Aguilar and López were not deported; they decided to return because her father died in 2011. They came back in 2012, without having seen many of their dreams come true.
“You come back wanting to work and there aren’t any opportunities. The first thing they see in you is your age; when you’re over 35, they don’t hire you,” López said.
Before embarking on the trip to the United States, she had finished her degree as a primary school teacher, in 2005. But she never worked as a teacher because she left the following year.
“When I returned I applied to various teaching positions, but no one ever hired me,” she said.
Today, their carwash business, set up in 2014, is doing well, albeit with difficulties, because the couple have found that there is too much competition.
But they do not lose hope that they will succeed.
An ex-guerrilla chemist
David Henríquez, a 62-year-old former guerrilla fighter, was deported in 2019.

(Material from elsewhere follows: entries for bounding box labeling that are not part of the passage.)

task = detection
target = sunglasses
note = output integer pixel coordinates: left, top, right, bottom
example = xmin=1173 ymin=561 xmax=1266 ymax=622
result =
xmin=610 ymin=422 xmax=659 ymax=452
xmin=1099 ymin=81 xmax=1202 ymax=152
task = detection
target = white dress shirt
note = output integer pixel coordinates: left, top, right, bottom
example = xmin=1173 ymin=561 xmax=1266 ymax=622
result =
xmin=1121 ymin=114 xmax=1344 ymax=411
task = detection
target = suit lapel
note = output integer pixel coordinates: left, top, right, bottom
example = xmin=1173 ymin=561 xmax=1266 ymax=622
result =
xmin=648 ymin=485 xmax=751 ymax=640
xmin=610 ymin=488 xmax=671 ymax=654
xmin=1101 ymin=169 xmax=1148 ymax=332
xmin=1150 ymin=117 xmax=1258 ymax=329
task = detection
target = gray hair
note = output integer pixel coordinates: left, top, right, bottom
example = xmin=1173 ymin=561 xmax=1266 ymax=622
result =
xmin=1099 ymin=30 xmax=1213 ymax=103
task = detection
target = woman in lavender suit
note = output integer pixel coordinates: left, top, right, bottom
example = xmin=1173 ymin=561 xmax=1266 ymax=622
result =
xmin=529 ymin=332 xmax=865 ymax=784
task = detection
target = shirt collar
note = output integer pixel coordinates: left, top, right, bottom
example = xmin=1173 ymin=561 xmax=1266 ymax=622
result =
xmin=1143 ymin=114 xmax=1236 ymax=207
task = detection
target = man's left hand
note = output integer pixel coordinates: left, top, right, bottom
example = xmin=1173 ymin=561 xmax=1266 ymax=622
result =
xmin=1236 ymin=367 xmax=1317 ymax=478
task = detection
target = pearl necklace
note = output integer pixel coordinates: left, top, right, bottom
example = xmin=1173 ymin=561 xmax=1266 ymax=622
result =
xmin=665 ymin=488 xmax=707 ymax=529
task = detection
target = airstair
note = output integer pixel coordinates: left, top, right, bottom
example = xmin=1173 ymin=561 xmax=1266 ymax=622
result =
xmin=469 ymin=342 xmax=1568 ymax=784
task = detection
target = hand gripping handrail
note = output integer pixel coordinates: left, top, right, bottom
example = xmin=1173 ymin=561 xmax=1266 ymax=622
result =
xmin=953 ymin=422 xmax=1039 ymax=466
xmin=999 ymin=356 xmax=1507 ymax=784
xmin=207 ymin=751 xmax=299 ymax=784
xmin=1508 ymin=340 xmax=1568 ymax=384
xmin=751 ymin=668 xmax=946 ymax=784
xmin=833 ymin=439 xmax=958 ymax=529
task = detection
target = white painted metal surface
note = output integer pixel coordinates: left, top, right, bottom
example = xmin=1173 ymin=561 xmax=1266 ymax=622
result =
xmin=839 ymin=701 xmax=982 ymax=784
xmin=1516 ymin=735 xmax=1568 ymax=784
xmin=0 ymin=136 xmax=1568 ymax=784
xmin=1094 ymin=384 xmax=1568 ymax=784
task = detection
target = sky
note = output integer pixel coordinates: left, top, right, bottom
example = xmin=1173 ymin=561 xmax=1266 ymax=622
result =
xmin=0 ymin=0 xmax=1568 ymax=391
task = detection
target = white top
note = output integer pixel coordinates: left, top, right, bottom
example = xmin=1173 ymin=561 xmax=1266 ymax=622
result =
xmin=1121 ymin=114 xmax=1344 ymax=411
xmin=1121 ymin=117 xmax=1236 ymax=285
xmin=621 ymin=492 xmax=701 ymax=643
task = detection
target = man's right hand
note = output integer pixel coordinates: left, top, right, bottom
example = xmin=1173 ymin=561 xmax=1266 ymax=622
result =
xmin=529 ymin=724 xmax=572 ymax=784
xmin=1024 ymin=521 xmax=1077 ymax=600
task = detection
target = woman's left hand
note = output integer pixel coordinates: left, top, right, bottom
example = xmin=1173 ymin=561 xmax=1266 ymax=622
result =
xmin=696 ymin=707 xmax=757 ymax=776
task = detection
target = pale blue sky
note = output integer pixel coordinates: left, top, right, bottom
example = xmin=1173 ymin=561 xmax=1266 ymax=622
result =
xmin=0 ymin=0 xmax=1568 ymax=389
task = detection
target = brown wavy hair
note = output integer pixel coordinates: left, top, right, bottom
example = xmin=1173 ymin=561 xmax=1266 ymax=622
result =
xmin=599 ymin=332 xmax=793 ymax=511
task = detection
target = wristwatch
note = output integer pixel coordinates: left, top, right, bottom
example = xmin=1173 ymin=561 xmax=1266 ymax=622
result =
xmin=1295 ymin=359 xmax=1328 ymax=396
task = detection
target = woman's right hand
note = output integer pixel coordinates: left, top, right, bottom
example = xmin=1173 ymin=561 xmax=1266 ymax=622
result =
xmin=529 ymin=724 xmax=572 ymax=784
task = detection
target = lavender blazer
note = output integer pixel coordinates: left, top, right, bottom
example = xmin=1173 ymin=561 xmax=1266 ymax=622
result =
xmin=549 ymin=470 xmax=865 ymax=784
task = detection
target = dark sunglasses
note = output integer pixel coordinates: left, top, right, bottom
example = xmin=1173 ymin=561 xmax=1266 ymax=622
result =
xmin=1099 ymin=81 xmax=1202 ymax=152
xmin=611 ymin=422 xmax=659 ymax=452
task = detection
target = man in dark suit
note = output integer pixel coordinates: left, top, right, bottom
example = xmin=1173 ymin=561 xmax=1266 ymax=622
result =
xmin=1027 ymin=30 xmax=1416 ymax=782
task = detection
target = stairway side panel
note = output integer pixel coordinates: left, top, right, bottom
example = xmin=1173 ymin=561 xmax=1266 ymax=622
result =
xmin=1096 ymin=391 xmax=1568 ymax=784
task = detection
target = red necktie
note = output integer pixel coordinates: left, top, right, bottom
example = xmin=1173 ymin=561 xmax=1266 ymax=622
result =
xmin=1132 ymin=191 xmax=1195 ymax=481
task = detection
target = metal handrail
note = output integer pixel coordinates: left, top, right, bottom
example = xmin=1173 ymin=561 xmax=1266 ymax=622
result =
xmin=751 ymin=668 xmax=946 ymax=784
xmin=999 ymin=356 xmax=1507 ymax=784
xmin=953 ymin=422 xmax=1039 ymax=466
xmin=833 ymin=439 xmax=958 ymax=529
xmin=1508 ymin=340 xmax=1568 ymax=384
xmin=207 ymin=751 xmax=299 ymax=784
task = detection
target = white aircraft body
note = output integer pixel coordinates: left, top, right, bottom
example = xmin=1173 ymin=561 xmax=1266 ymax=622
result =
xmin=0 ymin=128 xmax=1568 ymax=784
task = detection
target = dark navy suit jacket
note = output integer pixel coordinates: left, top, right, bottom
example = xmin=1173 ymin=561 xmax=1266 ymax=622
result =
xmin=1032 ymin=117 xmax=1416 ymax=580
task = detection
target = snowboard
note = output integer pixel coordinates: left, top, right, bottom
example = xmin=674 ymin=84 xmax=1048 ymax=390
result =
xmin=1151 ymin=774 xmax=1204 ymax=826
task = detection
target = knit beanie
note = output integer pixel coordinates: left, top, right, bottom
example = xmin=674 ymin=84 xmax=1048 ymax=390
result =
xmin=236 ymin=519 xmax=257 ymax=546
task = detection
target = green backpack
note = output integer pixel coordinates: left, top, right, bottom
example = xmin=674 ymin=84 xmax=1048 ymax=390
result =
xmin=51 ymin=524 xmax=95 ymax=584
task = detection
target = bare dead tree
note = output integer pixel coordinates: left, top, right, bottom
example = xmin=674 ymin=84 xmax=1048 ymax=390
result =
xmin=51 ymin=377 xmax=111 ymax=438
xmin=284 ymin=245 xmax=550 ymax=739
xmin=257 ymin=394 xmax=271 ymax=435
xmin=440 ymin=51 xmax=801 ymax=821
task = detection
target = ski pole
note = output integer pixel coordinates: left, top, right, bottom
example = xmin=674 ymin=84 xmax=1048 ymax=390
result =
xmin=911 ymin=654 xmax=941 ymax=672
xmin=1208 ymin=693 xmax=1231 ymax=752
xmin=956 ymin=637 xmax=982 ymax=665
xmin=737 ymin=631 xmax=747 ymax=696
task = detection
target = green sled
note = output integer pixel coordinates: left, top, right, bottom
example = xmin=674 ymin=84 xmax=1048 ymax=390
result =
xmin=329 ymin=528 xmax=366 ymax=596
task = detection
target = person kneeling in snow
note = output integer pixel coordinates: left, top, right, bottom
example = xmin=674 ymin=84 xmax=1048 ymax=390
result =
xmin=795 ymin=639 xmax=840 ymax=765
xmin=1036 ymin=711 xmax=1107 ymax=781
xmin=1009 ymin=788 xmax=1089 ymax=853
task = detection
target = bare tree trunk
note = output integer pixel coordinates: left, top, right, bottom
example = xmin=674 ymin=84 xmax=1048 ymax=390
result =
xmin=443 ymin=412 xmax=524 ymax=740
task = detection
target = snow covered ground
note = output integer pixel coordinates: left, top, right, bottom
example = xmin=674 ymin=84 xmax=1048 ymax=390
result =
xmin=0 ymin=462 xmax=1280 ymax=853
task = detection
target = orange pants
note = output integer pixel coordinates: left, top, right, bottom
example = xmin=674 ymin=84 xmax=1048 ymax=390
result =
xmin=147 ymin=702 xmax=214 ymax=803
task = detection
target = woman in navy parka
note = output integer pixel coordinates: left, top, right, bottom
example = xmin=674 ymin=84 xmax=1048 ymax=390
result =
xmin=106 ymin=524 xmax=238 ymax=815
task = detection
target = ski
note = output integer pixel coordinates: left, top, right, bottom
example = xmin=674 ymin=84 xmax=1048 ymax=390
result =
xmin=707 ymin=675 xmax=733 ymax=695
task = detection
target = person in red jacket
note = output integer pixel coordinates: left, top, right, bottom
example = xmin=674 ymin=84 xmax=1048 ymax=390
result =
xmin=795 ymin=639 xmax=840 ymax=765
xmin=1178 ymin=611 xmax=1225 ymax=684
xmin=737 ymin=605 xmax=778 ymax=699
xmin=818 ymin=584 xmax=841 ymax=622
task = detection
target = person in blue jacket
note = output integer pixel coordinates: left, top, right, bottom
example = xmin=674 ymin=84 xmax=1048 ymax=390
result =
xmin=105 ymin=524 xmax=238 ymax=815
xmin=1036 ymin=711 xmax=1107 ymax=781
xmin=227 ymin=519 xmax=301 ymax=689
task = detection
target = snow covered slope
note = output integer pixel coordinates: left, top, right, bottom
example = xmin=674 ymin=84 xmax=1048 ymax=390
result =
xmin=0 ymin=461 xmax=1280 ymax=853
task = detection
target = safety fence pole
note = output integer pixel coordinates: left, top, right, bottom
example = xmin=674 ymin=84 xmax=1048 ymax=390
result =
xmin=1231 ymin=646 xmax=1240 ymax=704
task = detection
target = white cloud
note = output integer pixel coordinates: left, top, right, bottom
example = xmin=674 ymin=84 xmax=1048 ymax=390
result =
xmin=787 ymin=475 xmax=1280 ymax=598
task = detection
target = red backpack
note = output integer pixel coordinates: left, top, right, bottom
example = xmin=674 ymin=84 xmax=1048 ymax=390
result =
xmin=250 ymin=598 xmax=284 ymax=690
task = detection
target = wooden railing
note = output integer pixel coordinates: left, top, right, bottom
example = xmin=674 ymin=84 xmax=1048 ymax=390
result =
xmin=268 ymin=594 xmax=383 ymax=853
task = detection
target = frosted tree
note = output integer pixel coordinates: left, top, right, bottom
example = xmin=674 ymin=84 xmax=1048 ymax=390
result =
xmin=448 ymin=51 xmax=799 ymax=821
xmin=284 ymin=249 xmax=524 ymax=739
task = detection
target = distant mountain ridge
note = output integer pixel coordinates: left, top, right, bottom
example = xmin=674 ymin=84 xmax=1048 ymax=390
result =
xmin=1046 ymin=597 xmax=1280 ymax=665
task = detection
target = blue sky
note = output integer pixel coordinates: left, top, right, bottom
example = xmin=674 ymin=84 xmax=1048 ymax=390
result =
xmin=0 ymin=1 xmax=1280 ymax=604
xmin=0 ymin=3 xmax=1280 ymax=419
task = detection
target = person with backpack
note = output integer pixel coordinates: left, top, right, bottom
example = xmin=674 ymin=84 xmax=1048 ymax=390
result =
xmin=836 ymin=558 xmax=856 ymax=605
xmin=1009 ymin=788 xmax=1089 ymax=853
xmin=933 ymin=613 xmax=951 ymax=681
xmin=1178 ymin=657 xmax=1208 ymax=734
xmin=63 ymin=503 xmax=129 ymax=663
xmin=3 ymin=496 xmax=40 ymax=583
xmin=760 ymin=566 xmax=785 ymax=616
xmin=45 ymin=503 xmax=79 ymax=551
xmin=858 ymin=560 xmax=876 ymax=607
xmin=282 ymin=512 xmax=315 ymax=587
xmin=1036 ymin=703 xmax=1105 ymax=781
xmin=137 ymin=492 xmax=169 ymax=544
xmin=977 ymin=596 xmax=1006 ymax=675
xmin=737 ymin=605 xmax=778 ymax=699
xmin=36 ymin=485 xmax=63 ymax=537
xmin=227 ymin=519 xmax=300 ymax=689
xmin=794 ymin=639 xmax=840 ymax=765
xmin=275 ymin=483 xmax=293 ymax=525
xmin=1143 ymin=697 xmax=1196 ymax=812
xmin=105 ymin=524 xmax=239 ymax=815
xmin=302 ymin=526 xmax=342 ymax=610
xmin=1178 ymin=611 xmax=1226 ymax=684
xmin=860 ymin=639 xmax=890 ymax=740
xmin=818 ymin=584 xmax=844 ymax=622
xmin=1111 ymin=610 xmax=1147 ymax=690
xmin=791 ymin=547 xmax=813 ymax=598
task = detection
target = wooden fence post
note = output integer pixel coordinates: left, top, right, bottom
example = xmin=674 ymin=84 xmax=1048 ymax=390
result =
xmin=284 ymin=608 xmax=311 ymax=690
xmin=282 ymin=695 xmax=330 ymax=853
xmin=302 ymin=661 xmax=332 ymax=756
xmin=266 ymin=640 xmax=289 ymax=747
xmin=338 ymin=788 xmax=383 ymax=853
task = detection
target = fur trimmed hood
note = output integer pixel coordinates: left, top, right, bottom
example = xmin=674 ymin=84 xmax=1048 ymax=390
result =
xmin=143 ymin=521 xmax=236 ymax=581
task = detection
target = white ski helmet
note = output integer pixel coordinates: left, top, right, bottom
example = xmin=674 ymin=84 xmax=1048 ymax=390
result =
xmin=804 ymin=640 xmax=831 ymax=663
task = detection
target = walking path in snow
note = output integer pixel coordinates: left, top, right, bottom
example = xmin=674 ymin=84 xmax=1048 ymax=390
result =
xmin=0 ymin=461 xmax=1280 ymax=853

During the civil war, Henríquez was a combatant of the then insurgent Farabundo Martí National Liberation Front (FMLN), but when peace came he decided to emigrate to the United States in 2003 as an undocumented immigrant.
With no hope of finding a formal sector job here, he began to make cleaning products, a skill he learned in the United States.
In the 12 years that he lived there, he worked for two years at the Sherwin Williams plant, a global manufacturer of paints and other chemicals.
“It was there that I began to discover the world of chemical compositions and aromas,” Henríquez told IPS during a visit to his small workshop in the Belén neighborhood of San Salvador, the capital.
Henríquez was producing a 14-gallon (53-liter) batch of blue disinfectant with the scent of baby powder. He also makes disinfectant smelling like cinnamon and lavender, among others. His business is called El Dave de los aromas.
His production process is still artisanal, although he would know how to produce disinfectant with high-tech machinery, if he had it, he said, “as I did at Sherwin Williams.”
He used a baby bottle to measure out the 3.5 ounces (104 milliliters) of nonylphenol, the main chemical component, used to produce 14 gallons.
Henríquez dissolved other chemicals in powder, to get the color and the aroma, and the product was ready.
He produces about 400 gallons a month, 1,514 liters, at a price of 3.50 dollars each.
“The important thing is to have discipline, work hard, to shine with your own effort,” he said.